Grasswrens and fairy-wrens

Subject: Grasswrens and fairy-wrens
From: Graeme Chapman <>
Date: Tue, 12 May 2015 10:45:19 +1000
Martin, what can I say but thank you.

I do get a certain number of appreciative emails, mainly from beginners, but 
nothing like this. I guess that experienced ornithologists like you seldom see 
the need, or even have the time, to refer to websites like mine because they 
know most of it already.

Sadly for me, in recent times the bottom has dropped out of picture sales 
(which help to keep the website afloat), partly a result of difficult times and 
environment bashing by the coalition governments around the country, but also 
because of the advent of an absolutely brilliant range of digital images by all 
the newer and younger photographers. I hold some of them in awe!

In regard to White-throated Grasswrens, it certainly hasn't been for the want 
of trying by you. I agree Gunlom in recent years has been badly affected by 
fire and is no longer an easy place to find them, but they are known from many 
other places, all very much more difficult of access. Maybe you are lucky you 
didn't wander in above Jim Jim falls - the last person to do this had a very 
scary incident with a wild buffalo! Incidentally, I've had two more people 
reply to say that the White-throated was their first grasswren - I guess when 
Gunlom was OK it was fairly easy. If you do get onto them they are quite noisy, 
not like most other grasswrens.

About the escarpment walking trail, I'm not familiar with it, but the birds are 
known from near Birdie Creek which is up in that general area on the south side 
of the Katherine River.

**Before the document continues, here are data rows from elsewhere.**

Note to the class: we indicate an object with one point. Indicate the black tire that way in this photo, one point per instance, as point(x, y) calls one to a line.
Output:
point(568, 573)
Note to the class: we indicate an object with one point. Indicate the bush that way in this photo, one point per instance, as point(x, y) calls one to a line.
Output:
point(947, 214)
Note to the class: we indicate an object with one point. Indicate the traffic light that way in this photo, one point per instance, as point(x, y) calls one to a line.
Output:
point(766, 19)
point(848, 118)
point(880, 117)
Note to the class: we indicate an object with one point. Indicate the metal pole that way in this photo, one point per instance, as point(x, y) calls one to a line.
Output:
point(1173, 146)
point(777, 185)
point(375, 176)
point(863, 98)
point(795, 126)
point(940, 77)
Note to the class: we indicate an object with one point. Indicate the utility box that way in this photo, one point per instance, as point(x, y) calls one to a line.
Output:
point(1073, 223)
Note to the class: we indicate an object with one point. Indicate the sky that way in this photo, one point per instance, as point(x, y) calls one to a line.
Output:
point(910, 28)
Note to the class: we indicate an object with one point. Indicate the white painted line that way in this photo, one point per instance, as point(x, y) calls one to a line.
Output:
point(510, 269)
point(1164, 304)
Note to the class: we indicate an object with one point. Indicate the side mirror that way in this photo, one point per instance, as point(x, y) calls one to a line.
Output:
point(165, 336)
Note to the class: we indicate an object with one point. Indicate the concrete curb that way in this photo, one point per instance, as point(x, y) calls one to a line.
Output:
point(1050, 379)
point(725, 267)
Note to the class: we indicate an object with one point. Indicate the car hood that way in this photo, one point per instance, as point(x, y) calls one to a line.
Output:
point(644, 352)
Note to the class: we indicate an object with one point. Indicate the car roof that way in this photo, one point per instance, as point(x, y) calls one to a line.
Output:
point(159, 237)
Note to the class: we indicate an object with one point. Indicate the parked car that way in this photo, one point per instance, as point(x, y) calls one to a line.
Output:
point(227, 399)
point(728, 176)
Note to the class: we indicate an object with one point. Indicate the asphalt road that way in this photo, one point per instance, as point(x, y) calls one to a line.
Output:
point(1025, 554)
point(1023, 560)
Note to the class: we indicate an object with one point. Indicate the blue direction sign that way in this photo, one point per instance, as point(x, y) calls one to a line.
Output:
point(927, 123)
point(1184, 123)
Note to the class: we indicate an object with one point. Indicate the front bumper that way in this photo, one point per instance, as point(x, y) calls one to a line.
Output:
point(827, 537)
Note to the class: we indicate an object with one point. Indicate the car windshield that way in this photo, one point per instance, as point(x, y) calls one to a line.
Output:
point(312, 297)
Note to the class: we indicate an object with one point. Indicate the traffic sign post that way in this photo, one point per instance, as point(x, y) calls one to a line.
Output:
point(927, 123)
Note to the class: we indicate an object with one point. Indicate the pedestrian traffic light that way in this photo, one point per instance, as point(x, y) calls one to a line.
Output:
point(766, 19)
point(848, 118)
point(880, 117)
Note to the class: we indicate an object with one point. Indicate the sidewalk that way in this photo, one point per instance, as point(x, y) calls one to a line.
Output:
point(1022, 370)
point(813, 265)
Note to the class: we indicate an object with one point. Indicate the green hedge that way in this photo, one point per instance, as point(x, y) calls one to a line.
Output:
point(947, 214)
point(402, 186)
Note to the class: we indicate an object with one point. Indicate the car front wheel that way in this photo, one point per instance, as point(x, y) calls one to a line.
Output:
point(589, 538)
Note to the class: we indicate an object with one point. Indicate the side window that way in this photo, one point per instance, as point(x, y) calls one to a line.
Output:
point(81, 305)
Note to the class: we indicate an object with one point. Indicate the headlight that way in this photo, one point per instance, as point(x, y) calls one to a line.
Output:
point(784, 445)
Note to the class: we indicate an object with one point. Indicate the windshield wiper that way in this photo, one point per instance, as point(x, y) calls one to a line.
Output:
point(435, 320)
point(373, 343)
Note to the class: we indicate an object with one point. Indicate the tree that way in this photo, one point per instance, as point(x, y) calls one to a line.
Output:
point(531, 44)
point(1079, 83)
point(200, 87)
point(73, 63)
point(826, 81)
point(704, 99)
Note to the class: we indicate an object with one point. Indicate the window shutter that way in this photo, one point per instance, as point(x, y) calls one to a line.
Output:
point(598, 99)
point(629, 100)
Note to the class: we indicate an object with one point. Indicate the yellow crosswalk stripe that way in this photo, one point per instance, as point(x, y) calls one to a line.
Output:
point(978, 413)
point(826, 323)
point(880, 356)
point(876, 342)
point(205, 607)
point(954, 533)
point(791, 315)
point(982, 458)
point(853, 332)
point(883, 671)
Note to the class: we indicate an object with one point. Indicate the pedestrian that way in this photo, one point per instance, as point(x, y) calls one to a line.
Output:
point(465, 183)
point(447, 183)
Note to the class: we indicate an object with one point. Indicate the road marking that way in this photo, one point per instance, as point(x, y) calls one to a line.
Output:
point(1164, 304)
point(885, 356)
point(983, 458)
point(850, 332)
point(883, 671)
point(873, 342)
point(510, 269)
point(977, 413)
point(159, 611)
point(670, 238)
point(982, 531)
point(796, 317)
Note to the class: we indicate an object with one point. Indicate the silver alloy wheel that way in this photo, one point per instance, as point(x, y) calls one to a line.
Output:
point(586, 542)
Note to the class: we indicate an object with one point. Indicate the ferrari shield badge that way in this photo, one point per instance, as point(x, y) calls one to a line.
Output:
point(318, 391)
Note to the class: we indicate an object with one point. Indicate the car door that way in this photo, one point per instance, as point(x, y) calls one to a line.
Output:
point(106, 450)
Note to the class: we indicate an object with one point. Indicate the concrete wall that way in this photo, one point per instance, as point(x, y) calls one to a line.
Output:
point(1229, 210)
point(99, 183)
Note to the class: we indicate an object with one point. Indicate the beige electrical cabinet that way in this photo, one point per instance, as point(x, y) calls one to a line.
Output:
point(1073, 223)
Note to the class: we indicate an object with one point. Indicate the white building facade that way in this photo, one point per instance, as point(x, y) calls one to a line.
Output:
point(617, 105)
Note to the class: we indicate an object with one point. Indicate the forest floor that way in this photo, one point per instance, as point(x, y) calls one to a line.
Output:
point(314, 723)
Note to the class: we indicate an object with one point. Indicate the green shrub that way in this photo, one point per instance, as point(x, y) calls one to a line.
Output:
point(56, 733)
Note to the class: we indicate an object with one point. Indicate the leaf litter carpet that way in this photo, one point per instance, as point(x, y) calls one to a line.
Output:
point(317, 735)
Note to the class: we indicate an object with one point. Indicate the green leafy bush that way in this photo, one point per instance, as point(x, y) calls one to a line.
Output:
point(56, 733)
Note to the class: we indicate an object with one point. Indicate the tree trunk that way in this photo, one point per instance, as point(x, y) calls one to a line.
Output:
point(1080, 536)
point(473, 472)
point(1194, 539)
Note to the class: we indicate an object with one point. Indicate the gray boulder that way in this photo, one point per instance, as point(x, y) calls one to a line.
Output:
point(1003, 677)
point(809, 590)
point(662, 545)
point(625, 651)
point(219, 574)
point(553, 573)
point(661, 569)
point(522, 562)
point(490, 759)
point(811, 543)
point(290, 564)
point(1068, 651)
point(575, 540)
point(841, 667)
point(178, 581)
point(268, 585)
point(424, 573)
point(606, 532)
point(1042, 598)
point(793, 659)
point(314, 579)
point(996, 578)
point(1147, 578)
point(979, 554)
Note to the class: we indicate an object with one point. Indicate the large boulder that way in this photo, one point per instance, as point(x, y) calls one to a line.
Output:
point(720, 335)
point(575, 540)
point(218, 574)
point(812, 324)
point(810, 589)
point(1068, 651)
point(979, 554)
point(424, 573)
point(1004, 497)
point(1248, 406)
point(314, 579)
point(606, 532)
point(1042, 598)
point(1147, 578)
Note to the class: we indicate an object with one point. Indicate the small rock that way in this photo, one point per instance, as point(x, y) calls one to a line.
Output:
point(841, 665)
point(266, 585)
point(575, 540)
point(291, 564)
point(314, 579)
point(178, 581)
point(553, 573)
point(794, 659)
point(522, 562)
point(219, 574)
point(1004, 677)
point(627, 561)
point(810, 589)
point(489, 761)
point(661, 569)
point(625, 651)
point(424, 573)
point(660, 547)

The secret is to try to locate an area that has been 
burnt very little - if there are any. I really don't understand why there is so 
much fire in these remote areas - I suppose once they start they are impossible 
to control in such rugged terrain.

In regard to the Sandhill Grasswren, they have been seen again recently near 
the carpark for the sunset viewing area at Uluru - if you go there in the 
morning there's nobody there. They have been known from that place for a long 
time - the trouble in that area is that you are not supposed to wander off into 
the scrub.

Your eclipse male Splendid F/W at Goyder Lagoon is certainly a long way out of 
the known range and that is an area that has been surveyed intensively. The 
most likely explanation is that you actually saw (in the heat of the moment!!) 
an immature Blue and White. In winter plumage they are fairly alike - both have 
blue wings and tail and younger B & W males take nearly four years to acquire 
adult plumage. Have a look at my pic #535210D. In a few months that bird would 
have had a black bill and easily be mistaken for a winter Splendid male. We all 
make mistakes - my wife keeps reminding me more and more.